Конокрад, оказывается неожиданно быстро смирился с необходимостью торчать тут, срывая работу по заготовке паек. Думает, наверно, что сегодняшней задержкой дело и ограничится. Нет, это повторится и завтра и послезавтра, пока негодяй не потеряет свою блатную работу.

Файзулла, прищурясь, посмотрел в сторону, куда показывал возчик. Там, под стеной Каньона зеленело несколько чахлых кустиков травы. Потом пожал плечами - пастбище было не ахти какое, - но махнул рукой: разрешаю, мол.

Конокрад не торопясь выпряг лошадь и отвел ее к стене ущелья. Некоторое время Гизатуллин смотрел, как он похлопывает по шее пасущееся животное, а потом повернулся в другую сторону.
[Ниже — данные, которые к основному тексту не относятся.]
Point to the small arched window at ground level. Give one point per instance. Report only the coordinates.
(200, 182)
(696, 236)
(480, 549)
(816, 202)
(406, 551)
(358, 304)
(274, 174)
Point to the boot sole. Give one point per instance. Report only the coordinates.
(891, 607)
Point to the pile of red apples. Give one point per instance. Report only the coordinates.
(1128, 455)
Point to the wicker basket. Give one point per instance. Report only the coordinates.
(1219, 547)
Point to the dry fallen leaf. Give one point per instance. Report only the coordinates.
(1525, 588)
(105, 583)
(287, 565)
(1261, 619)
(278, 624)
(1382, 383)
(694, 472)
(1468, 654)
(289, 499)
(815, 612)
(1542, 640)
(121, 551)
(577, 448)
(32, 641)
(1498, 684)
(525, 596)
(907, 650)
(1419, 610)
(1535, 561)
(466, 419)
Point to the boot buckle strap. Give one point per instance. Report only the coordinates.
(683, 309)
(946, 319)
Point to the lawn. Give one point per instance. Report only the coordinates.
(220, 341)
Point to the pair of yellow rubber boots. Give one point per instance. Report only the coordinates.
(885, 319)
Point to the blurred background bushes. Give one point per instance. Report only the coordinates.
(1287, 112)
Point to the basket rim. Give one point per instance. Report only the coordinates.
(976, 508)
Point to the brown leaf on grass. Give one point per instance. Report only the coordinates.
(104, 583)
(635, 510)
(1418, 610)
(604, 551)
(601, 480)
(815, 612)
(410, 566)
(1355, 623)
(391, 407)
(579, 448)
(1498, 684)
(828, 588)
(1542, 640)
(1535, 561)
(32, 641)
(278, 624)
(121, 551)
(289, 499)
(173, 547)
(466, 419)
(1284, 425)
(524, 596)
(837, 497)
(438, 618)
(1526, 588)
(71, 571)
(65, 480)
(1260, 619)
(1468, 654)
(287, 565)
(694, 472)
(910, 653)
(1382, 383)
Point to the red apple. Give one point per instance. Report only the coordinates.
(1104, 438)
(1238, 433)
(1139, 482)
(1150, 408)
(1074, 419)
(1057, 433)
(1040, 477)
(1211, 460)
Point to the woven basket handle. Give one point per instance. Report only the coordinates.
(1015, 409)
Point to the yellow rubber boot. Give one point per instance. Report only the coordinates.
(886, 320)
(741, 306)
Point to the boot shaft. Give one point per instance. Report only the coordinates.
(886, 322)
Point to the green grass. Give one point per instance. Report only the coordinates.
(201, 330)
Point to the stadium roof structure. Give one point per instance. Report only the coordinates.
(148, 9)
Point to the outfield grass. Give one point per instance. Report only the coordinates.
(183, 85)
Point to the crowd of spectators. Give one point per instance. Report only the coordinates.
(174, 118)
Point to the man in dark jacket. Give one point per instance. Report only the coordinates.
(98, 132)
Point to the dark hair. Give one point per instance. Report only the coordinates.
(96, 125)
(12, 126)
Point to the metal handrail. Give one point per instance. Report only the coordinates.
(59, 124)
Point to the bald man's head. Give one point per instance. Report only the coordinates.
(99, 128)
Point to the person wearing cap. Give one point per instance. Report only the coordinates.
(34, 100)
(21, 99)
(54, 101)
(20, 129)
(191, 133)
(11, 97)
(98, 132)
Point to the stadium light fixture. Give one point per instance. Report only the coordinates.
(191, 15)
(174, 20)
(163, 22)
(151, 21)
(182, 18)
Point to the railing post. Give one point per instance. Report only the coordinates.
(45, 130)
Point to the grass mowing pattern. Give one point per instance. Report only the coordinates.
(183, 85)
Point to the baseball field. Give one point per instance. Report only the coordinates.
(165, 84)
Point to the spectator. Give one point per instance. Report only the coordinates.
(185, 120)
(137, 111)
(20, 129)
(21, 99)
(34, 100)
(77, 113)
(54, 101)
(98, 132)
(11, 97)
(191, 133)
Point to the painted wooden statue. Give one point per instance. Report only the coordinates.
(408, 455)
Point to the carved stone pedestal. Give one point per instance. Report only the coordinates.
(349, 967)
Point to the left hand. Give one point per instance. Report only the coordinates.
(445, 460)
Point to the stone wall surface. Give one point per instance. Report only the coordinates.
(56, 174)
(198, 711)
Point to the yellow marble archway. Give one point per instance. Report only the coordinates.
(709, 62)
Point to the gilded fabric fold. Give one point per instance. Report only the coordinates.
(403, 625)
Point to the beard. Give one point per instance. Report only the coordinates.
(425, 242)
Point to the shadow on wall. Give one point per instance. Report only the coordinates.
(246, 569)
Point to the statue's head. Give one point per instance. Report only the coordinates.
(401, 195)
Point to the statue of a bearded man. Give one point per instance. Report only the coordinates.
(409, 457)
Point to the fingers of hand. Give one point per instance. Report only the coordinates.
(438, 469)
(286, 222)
Через минуту постовой услышал громкое гиканье и топот лошадиных копыт. Ухватившись за гриву и пригнувшись почти к самой этой гриве, беглец отчаянно колотил свою лошадку ногами.

- Стой!

Эхо выстрела гулко загуляло между стен Каньона и по окрестным сопкам. Второй выстрел Гизатуллин сделал из положения лежа, так почти не мешали выступы на стене ущелья, но лихой конокрад уже сворачивал на дорогу к лагерю.

- Ах, шайтан! - Стрелок злобно стукнул прикладом по камню под ногами, он думал, что промахнулся. Гизатуллин не мог видеть, как уже за поворотом лошадка запрыгала как-то по-лягушачьи и через несколько шагов упала, подмяв под себя всадника. Раскаты выстрела заглушили и ее жалобный, тоненький вскрик, когда пуля угодила ей в бок, прострелив навылет.